Fly local during the vacation season

Published: June 7 2010


By: Win Phillips
Win Phillips is the vice president for research at the University of Florida and chairman of the Gainesville-Alachua County Regional Airport Authority.

As the summer travel season begins in earnest, more and more travelers are choosing the Gainesville Regional Airport – a welcome trend not only for the airport but also for North Central Florida.

Passenger traffic at the airport soared in the first four months of this year compared to last year, with 99,706 passengers from January through April this year compared to 87,354 for the same period last year, a 14 percent increase. The percentage of seats filled, or “load factor,” was also up for both Delta and U.S. Airways, with Delta recording 91.5 percent seats filled this April, and U.S. Airways recording more than 85 percent seats filled. Both are highs for the year.
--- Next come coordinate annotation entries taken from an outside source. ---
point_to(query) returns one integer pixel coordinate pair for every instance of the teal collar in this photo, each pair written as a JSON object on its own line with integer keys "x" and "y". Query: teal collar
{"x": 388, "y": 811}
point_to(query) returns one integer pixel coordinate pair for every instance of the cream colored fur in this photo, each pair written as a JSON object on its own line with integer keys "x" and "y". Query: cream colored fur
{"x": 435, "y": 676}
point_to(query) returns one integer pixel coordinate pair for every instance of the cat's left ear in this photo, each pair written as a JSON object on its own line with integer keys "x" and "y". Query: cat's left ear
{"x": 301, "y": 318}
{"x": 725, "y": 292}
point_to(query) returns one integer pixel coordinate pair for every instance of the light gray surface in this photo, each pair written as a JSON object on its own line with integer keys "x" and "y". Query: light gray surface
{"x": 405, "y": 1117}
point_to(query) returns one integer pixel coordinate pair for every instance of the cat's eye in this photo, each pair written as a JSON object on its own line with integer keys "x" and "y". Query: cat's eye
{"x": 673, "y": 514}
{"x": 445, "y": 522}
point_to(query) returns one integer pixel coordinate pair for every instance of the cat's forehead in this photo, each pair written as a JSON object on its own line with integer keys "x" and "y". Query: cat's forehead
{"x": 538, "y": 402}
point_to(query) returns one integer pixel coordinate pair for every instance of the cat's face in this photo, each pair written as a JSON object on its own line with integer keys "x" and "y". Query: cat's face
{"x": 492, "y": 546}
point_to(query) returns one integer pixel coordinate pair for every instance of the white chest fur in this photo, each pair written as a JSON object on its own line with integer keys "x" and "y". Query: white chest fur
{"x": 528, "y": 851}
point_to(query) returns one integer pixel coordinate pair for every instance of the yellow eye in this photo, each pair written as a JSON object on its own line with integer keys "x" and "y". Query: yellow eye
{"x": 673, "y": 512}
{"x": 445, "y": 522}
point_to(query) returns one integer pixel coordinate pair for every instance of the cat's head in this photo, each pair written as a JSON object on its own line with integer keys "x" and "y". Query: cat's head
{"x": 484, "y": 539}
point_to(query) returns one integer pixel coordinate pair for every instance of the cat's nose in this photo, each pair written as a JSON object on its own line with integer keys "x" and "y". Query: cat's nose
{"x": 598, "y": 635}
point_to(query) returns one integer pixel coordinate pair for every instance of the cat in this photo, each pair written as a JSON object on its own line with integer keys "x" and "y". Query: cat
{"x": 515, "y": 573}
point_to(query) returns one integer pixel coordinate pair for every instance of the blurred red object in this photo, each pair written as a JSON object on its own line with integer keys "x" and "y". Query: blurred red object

This uptick may reflect a trend seen at other airports nationwide as the economic recovery takes hold. But it also may signal that more residents of the Ocala-Gainesville-Lake City region are recognizing the often considerable advantages of flying from the Gainesville Regional Airport. That can only be a positive development not only for the airport, but also for local businesses and for the regional economy – especially if it continues over the long term.

The local airport has long faced stiff competition from its counterparts in Orlando, Jacksonville and Tampa, with business and leisure travelers often viewing their decision on where to fly as a choice between less time in the car and cheaper, more direct flights.

To be sure, those circumstances sometimes apply. But it is also true that flights from the airport are often more competitively priced than perceived compared to equivalents at neighboring airports. The problem has sometimes been that travelers may simply assume the costs are disproportionate, without bothering to make the comparisons.

Meanwhile, the Gainesville Regional Airport offers advantages besides a far shorter trip in the car – advantages that too often go overlooked.

These include the lack of road tolls, far lower mileage on personal or work vehicles, and competitive parking rates. Another advantage is intangible but instantly appreciated by anyone who flies frequently: The parking lot at the local airport is less than a minute’s pleasant walk from the terminal, while most travelers at the Tampa and Orlando airports must endure lurching bus or tram trips to reach terminals.

To promote these and other benefits of using the local airport, the Gainesville-Alachua County Regional Airport Authority recently created a task force to meet with companies and organizations in the region. The purpose: to encourage endorsement of a “buy local” travel policy. The policy asks employees to check flight costs from the Gainesville Regional Airport as early as possible – and, reasonably, to include related costs like parking, mileage and tolls when making airfare comparisons with other airports.

The task force’s efforts are important because the more business travelers use the airport regularly, the more its services stand to improve. Although Delta and US Airways serve Gainesville well, travelers would benefit from the addition of other carriers with more flights, more destinations and cheaper tickets. That can only happen if the airport demonstrates it can attract sufficient passenger numbers and loyalty.

A vibrant airport puts a community on the map and is essential to local growth, especially when it comes to attracting outside investment to our community.

As Brent Christensen, president and CEO of the Gainesville Area Chamber of Commerce, has said, “The presence of a strong airport offering commercial service to major hubs is essential to successful economic development. In our experience, businesses expect consistent, on-time air connectivity when considering Gainesville/Alachua County.”

The recent increase in the number of passengers at the Gainesville Regional Airport is encouraging. Indeed, Delta’s current load factor, if sustained, may make it appropriate for the airline to add more seats.

Now, the challenge is to ensure this progress continues.

By stressing the advantages of the local airport with local businesses, the airport authority is targeting a major customer base. But whether traveling for pleasure or business, all North Central Florida residents would do well to consider “GNV” in their plans this summer. They stand to improve their trip – and contribute to the local economy in the bargain.